The new building bore little resemblance to Libeskind’s masterplan illustration, much less to the Statue of Liberty that it had evoked. But it kept that height. Until it almost didn’t. In 2010, management of the property passed to the Durst Organization, which cut tens of millions of dollars from the estimated $3 billion budget. Perhaps the most significant element of Childs’s original design was cutaway chamfers at the four corners of the tower’s heavy base, which recalled similarly angled corners on the original Trade Center towers. As in Lutyens’ war memorial, the angles of those cutaways suggested an inverted and buried version of the tower’s obelisk-like taper above—that there was a point of deep convergence as far within the earth as the building reached into the heavens. Although these cutaways had already been incorporated into the building’s structural steel, the final facade straightened out those corners, making for a cheaper and more conventional profile.

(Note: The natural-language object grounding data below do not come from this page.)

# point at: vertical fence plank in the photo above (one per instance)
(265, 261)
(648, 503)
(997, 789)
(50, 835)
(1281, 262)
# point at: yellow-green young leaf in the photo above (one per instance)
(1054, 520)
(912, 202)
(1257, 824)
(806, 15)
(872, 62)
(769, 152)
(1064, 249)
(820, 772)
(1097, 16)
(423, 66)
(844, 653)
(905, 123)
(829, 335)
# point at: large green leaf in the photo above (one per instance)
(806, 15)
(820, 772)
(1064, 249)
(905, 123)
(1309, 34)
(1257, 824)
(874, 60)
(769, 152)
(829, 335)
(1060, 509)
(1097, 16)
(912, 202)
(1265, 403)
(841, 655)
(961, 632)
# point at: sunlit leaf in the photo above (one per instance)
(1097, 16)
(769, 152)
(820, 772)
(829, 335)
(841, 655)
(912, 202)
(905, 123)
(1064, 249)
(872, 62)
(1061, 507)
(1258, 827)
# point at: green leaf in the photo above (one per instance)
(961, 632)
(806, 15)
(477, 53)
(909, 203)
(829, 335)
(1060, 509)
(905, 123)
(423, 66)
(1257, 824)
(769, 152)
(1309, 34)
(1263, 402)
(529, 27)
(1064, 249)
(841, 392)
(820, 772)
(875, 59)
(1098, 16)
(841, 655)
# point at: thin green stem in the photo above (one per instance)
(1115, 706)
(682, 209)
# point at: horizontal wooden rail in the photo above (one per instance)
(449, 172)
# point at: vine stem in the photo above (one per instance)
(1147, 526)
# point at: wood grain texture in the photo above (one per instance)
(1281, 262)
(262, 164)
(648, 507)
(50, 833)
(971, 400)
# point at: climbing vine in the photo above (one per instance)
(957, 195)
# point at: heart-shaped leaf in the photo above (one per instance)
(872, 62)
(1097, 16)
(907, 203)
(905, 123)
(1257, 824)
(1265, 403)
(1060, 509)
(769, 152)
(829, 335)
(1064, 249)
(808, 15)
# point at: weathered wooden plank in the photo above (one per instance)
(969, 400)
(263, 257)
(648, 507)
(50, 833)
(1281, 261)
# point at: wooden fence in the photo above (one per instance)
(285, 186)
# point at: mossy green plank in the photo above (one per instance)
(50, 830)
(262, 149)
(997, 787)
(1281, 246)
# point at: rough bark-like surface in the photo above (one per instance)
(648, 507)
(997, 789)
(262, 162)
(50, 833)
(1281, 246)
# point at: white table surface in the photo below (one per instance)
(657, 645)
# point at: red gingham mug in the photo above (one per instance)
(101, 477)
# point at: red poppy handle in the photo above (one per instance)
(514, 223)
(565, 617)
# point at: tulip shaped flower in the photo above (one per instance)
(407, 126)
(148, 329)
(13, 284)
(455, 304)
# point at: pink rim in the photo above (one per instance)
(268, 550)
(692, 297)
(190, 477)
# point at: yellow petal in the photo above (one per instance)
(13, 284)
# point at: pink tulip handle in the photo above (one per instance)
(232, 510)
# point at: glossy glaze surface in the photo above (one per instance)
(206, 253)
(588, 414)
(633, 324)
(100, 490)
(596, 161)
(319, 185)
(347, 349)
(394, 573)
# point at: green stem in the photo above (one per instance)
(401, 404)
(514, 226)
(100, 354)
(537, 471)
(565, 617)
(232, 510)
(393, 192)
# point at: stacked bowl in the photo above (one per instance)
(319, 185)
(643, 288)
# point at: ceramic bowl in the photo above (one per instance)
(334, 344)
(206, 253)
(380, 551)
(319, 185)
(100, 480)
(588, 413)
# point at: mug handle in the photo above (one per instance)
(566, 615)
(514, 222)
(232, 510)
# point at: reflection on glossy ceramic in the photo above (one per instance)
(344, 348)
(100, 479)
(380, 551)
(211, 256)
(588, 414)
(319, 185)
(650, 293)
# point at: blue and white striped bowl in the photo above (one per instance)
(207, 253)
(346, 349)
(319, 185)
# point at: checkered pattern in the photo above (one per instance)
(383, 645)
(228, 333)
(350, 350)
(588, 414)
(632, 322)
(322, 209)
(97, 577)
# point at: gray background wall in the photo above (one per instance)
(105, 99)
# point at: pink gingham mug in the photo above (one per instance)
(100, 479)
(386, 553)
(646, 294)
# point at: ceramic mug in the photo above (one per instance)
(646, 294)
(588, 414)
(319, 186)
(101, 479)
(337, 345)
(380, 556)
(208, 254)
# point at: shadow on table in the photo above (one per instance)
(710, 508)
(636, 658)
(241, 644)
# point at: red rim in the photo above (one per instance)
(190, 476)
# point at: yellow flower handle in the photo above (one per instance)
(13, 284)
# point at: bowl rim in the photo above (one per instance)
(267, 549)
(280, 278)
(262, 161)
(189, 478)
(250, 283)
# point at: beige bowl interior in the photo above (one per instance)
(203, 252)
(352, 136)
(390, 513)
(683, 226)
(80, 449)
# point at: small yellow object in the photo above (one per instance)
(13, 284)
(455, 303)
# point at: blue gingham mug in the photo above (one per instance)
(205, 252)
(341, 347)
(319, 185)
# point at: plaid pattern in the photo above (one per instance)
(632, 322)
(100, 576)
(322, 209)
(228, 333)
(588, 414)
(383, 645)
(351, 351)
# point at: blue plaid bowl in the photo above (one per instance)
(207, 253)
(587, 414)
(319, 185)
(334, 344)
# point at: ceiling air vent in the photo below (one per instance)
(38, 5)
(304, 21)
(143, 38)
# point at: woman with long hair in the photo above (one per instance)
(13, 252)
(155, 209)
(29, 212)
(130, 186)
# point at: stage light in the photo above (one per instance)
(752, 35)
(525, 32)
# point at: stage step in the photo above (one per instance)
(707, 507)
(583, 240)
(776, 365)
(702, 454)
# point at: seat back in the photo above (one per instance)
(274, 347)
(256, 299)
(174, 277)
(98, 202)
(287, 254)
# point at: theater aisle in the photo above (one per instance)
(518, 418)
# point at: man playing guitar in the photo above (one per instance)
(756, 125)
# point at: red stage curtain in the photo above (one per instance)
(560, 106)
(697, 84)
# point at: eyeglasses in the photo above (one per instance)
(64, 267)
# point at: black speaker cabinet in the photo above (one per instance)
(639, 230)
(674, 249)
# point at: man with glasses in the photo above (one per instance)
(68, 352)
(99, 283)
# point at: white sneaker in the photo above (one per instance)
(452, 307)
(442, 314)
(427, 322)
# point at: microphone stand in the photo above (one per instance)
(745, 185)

Up top, the radome skin was eliminated, leaving its internal steel framework to play the role of spire on its own. This complicated framework of trusses and cables looked like, well, an antenna. A typical reaction was that of Rahm Emanuel, mayor of Chicago, where the Willis Tower was about to be surpassed as America’s tallest skyscraper by a 1,776-foot One World Trade: “At the Willis Tower, you have a panoramic view that is unmatched,” Emanuel told theNew York Times. “You can’t get a view like that from an antenna.” He added: “If it looks like an antenna, acts like an antenna, then it is an antenna.” And if it is an antenna, then One World Trade, like its predecessor, would be certified as only 1,348 feet high. Impressive, but barely top-ten in an ever-taller urbanized world.

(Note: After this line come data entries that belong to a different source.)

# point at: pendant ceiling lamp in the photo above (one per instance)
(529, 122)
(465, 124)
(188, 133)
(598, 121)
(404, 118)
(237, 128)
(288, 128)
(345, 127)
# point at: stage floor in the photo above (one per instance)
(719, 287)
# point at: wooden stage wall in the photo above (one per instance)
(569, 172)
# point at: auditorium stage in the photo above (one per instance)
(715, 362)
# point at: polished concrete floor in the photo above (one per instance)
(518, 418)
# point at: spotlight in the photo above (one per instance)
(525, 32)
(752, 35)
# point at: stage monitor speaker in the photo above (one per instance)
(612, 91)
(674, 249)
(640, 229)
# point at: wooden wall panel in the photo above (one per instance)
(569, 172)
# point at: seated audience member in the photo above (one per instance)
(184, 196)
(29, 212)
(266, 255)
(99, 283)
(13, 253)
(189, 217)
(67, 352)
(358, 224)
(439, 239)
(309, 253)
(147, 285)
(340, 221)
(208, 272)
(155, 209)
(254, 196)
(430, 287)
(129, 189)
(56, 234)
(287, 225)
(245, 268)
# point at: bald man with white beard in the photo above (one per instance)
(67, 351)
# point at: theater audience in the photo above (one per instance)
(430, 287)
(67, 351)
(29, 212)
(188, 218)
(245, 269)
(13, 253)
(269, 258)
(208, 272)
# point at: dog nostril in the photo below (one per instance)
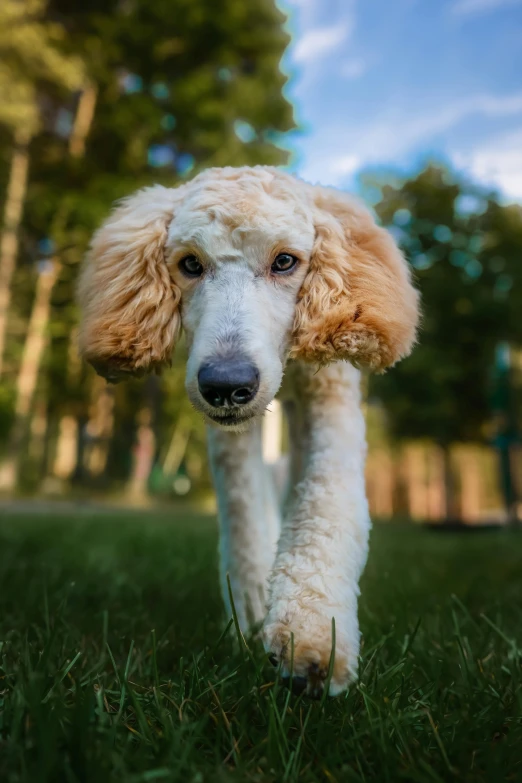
(241, 396)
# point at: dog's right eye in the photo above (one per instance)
(191, 266)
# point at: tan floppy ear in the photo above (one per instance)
(130, 318)
(357, 302)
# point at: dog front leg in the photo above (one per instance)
(248, 519)
(323, 544)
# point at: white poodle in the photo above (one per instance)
(268, 276)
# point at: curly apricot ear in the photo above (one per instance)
(357, 302)
(130, 316)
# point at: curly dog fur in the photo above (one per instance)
(347, 303)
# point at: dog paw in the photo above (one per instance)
(302, 648)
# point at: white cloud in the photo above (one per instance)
(353, 69)
(334, 155)
(345, 165)
(314, 44)
(473, 7)
(497, 164)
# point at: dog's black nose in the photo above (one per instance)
(228, 382)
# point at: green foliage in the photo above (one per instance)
(180, 85)
(90, 691)
(465, 251)
(31, 57)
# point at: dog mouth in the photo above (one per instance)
(230, 419)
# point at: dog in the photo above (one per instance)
(282, 288)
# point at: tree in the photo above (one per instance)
(29, 59)
(175, 86)
(464, 248)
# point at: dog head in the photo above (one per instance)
(258, 267)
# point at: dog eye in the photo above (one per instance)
(191, 266)
(283, 263)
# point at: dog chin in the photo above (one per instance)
(231, 422)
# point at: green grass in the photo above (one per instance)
(114, 666)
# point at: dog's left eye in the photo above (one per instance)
(283, 263)
(191, 266)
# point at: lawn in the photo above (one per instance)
(114, 665)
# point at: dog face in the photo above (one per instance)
(239, 255)
(257, 267)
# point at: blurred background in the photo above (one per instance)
(416, 106)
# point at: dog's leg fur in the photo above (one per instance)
(248, 519)
(323, 546)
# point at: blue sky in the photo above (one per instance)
(391, 82)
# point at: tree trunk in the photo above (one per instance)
(450, 490)
(83, 121)
(69, 429)
(35, 342)
(100, 427)
(143, 458)
(436, 487)
(14, 203)
(415, 472)
(178, 446)
(470, 485)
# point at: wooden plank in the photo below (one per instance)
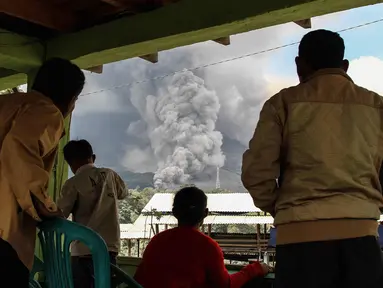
(40, 12)
(183, 23)
(223, 40)
(114, 3)
(96, 69)
(305, 23)
(152, 58)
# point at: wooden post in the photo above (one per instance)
(129, 247)
(264, 231)
(258, 236)
(138, 247)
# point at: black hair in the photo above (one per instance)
(189, 206)
(78, 150)
(60, 80)
(322, 49)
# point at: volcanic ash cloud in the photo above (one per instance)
(182, 130)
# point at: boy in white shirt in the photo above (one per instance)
(91, 196)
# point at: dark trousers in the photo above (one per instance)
(349, 263)
(83, 273)
(12, 270)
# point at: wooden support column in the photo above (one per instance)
(129, 247)
(138, 247)
(258, 237)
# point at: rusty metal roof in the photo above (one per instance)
(217, 203)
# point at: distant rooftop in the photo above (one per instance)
(216, 202)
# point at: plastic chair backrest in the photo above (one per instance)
(56, 236)
(122, 278)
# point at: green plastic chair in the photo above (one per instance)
(55, 236)
(38, 266)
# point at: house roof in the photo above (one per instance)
(217, 203)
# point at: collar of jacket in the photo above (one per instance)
(49, 100)
(329, 71)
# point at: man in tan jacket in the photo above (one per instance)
(31, 125)
(323, 141)
(91, 196)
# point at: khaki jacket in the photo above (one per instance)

In early November, the CTBUH convened its Height Committee to address the issue. Twenty-five architects, engineers, contractors, and consultants from thirteen different countries met for five hours in Chicago. They reviewed their general height criteria, and studied the blueprints of One World Trade. Childs gave a brief presentation in which he affirmed that the steel framework, even without its sculptural surface, was integral to his architectural design. The Height Committee determined that the steel framework, as yet, included no broadcast equipment and emitted no signal. They voted, unanimously, to affirm the 1,776-foot height, (which will put One World Trade third in the world, behind the 2,717-foot Burj Khalifa in Dubai and the 1,972-foot Makkah Royal Clock Tower Hotel in Mecca, Saudi Arabia). At the subsequent press conference, Johnson was asked what would happen if, as seems likely, the steel framework were eventually employed as a broadcast tower. “No comment,” he said.
Later, Johnson explained that the longstanding issue with antennas is not so much whether they’re utilitarian equipment or whether they’re actively broadcasting signals, but that as technological devices, they’re subject to rapid and unpredictable change—demolitions and modifications and replacements that regularly transform the total dimensions of any structure. (The Height Committee considers the masts atop the Willis Tower, which have been repeatedly modified by technical upgrades since the 1970s, to be antennas.) “We don’t want to change the height of buildings as they change their equipment,” he said, “if we accepted antennas we’d have to go around the world and change every evaluation every year. The word that we keep coming back to in our deliberations is permanence. We are looking for something that is not going to change.”